From successionhe said, “I’ve been dreaming of such a series for years.”
its beginnings
ruck, what grew up in a Cleveland suburb, found solace in acting when he got to high school. As a student at the University of Illinois, he said, he spent most of his time on stage.
The university’s performing arts complex was designed by Max Abramovitz, the lead architect of New York’s David Geffen Hall, but “there was another kind of student theater that was just a small theater space in an armory Ruck explains. “They’d give you a $25 budget and you could put on any show you wanted. So that’s a lot of experience in a short time.”
He moved to Chicago in 1979, a time when the theater scene, anchored by companies like Steppenwolf and Wisdom Bridge, was starting to take off. And after the box office success of The Blues Brothers (1980), Hollywood has shown more interest in the city, he said, making it an ideal place to be a budding actor.
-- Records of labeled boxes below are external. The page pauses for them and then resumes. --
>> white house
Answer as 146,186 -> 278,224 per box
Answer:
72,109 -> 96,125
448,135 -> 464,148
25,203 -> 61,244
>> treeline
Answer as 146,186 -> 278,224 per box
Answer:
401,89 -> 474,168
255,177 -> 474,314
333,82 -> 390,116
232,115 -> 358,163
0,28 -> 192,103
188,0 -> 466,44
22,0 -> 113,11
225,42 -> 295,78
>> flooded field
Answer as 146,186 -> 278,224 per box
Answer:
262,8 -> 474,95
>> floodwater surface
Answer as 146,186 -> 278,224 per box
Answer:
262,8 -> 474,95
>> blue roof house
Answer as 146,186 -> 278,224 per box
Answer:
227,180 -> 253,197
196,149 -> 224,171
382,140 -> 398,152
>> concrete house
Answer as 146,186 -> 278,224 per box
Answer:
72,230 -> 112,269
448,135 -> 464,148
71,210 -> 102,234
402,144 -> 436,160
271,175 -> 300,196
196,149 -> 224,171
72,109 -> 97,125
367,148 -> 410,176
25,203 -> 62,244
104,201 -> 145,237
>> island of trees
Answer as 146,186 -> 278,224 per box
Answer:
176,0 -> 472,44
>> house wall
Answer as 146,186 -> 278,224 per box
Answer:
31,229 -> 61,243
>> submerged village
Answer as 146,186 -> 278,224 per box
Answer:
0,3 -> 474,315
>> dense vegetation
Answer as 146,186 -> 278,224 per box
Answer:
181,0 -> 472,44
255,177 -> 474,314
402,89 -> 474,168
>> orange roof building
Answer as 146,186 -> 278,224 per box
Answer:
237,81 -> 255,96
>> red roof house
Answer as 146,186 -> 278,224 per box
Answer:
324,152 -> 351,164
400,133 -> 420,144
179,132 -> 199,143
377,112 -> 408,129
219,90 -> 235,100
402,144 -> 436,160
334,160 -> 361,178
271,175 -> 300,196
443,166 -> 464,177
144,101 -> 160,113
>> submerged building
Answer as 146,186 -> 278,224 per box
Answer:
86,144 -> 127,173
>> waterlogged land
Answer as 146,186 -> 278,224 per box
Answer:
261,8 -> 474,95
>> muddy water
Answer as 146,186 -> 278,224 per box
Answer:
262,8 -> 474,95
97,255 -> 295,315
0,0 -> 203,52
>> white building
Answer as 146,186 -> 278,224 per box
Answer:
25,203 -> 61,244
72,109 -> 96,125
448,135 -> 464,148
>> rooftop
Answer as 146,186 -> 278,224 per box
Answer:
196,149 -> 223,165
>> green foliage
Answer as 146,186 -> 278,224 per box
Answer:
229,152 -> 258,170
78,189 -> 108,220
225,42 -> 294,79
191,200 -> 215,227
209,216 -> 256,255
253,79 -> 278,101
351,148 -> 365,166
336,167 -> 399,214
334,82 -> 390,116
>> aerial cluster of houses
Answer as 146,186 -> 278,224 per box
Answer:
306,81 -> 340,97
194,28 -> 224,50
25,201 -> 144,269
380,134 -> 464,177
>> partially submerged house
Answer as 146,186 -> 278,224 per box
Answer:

“You could walk into any talent agency on a Wednesday and just say, ‘Hi, I’m new,’ and they would sit down and talk to you,” he said. “I talk to people who started out in New York or Los Angeles about it, and they’re like, ‘What are you talking about? You can’t just go see someone like that.’ It was like a minor league.”
When Broadway casting directors came to Chicago to audition Biloxi Bluesby Neil Simon, Ruck landed a role. He moved to New York and shared the stage with Matthew Broderick.her future co-star in Ferris Bullerwho remembered Ruck as someone with that “good actor from Chicago” aura.
“He looked like someone like a James Dean,” Broderick said, laughing. “Everyone in that play had very different personalities. But we all became kind of a unit and Alan was a very big part.”
The success
It was during the show of Biloxi Blues when did the casting for Ferris Bueller’s day off. Ruck had met the director, John Hughes, in Chicago when he auditioned for an early version of The Breakfast Club, and his agent pitched him for the role of Cameron. But the casting directors thought Ruck, then 28, was too old.
“But then he came along and read it and it blew John Hughes’ jaws,” Broderick says. “Everyone thought it was perfect.”